JavaScript Do's and Don'ts for UI5

| 2 min read

30 Days of UI5 — Day 7 by DJ Adams

Screenshot of coding issues menu item

In recent versions of the SDK you’ll find a new section called “Coding Issues to Avoid“. It’s great to see this take shape and start to become formalised. Some of them are obvious, at least to some folk, but it’s always helpful to have a reference.

Let’s have a look at a couple of the Do’s and Don’ts here.

The top item on my list is “Don’t use private and protected methods or properties of UI5″. Far too often, I see code that refers to internal properties of UI5 controls, especially to the arrays and maps that are managed internally (for the aggregations, for example). I think it’s fair to say that 98% of the time, the use here is totally wrong, and there’s a public API to give you what you want. There have been a couple of instances in the past where I’ve seen something for which there appeared no equivalent ‘legal’ alternative, but that could be down to API maturity, or lack of documentation.

Related to this item is almost the antithesis, which is to use (create) properties that inadvertently clobber properties of the same name in an existing context. A great example of this is within a controller definition. There’s a nice pattern, which can be seen in many places including the reference apps in the SAP Web IDE, where in any given controller you would create controller properties to refer to the related view, and often the domain or view properties model, in the init event, like this:

sap.ui.controller("local.controller", {

_oView : null,

onInit : function() {
this._oView = this.getView();
},

onSomeEvent : function(oEvent) {
...
this._oView.someFunction(...);
...
}
});

But sometimes the developer, averse to underscores, will write it like this:

sap.ui.controller("local.controller", {

oView : null,

onInit : function() {
this.oView = this.getView();
},

onSomeEvent : function(oEvent) {
...
this.oView.someFunction(...);
...
}
});

What actually happens is that the call to

this.oView = this.getView();

is clobbering the internal property oView of ‘this’ (the controller), which is pointing at the view it’s related to.
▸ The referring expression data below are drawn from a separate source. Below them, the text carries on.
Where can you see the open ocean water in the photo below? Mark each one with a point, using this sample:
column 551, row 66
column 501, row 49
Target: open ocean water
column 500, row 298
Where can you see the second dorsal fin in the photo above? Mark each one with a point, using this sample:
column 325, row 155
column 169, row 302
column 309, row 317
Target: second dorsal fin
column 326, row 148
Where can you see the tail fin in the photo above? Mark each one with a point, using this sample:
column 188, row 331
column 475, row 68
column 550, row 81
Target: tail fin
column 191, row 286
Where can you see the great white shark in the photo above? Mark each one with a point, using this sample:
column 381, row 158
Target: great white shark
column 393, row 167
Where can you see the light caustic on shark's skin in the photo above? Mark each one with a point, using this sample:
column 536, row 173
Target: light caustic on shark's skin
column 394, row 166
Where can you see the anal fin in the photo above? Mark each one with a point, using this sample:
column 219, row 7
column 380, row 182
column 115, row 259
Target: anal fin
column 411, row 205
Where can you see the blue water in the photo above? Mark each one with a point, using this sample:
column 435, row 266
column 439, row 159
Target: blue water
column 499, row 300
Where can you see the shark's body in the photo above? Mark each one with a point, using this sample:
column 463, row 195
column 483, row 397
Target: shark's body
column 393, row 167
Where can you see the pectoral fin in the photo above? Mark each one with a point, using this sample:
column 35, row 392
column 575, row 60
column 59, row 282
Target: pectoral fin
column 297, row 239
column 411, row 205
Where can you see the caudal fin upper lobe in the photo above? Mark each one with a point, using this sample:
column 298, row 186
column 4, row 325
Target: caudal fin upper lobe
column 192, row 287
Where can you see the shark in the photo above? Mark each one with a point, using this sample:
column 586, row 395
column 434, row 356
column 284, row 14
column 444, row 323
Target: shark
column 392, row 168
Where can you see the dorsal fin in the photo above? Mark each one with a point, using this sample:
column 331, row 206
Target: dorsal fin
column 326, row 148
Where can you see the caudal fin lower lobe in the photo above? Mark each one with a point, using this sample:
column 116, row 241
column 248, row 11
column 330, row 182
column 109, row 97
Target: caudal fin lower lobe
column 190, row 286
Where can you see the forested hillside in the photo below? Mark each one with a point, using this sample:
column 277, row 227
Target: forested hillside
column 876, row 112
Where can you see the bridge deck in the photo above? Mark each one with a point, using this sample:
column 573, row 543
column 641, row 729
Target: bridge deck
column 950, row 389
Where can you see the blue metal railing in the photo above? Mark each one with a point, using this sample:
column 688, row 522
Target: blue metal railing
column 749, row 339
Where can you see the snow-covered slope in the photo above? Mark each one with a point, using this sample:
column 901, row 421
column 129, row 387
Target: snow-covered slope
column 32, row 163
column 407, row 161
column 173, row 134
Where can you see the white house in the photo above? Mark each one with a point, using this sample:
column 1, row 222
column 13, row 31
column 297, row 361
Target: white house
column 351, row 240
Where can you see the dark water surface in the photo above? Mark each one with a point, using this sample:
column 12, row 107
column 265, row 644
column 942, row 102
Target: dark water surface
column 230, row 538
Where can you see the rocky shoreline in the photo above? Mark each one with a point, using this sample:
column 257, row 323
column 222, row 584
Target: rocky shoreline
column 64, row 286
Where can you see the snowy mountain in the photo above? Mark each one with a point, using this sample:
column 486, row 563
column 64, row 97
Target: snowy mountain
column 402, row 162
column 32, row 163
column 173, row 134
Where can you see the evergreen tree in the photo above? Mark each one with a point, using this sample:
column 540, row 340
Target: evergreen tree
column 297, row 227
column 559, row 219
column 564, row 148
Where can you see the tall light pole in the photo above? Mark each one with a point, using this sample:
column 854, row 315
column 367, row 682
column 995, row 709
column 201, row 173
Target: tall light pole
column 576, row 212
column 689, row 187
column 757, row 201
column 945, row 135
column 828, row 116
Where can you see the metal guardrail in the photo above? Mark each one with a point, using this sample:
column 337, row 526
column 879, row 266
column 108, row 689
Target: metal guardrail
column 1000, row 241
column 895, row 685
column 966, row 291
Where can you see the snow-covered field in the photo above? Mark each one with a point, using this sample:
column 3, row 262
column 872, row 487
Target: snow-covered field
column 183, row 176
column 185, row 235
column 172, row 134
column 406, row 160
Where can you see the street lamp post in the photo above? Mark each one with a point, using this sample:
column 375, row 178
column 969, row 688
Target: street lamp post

Luckily what it’s being clobbered with in this small (underscore-less) antipattern is another reference to the view itself, so not much immediate harm done, but it’s not entirely safe or future proof.

Another interesting best practice described in this section of the SDK relates to internationalisation (i18n). What one should do is to use placeholders (such as {0}) in more complete sentences in translateable resources. What one often finds is that application texts are fragmented into short phrases and built up with concatenation, along with variables.

The problem is that sentence structure varies across languages – as described in the “Don’t” example in this section, a typical example is where the verb goes. It’s better to avoid programmatic text construction, and leave it to the translation experts. Go long, and go home.

Anyway, have a look at the rest of this JavaScript Code Issues section in the SDK, plus there’s a CSS Styling Issues section too!